The verdict form, to which the plaintiff, by counsel, consented on the record, contained precisely the formulation which the plaintiff states at page 4 of her brief is the accurate description of the issue. The jury was asked to check "yes" or "no" as the following question:
    1. Did the plaintiff prove that the sidewalk where she claims she fell was an area that the defendant had a duty to maintain?
The court's reference to the way in which evidence on this point was introduced (that is, testimony on determination of the boundaries of the areas to be kept in repair by the City) did not vary the scope of what the jury was asked to determine.

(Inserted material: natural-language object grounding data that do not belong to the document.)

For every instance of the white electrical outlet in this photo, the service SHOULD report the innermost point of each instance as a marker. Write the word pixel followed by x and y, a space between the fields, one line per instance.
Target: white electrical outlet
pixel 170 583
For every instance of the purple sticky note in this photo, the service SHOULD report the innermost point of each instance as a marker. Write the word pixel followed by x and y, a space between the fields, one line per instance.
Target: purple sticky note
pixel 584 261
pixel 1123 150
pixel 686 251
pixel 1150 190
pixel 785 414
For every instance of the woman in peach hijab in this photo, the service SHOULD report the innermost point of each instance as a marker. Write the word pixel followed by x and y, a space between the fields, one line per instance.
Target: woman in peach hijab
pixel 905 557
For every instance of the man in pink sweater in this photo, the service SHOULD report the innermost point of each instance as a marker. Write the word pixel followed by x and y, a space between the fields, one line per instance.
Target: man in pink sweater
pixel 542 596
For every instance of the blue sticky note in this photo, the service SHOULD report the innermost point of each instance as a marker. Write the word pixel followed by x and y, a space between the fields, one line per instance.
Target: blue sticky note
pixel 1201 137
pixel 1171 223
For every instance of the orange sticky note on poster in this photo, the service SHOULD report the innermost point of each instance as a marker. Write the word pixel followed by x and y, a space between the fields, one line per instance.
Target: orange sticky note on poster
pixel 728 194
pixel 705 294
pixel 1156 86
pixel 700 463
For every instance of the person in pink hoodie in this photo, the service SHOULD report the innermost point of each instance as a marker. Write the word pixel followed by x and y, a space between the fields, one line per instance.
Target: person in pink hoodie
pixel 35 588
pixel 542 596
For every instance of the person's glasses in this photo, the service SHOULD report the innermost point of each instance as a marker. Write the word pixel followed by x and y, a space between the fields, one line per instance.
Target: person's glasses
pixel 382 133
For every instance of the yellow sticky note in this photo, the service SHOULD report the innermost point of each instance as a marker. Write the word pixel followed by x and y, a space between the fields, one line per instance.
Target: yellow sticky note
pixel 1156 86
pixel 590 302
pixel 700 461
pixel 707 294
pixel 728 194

The evidence adduced by the plaintiff apparently did not convince the jury to the requisite degree that the duty to repair the sidewalk at issue was a duty of the defendant rather than of the abutting landowner. CT Page 13434
Plaintiff's counsel did not object to the charge on this issue after it was given, and the court therefore was deprived of any opportunity to correct any perceived error in this part of the charge. State v. Williams, 202 Conn. 349, 362 (1987); State v.Fullwood, 193 Conn. 238, 259 (1984); State v. Avila, 13 Conn. App. 120,134 (1987).
CONCLUSION
The court finds that the jury's determination was not the result of any misapplication of the rules of practice or misstatement of the law and that the jury can reasonably have found that the plaintiff failed to prove the first element of a claim under § 13a-149 by a fair preponderance of the evidence.
The motion to set aside the verdict is denied.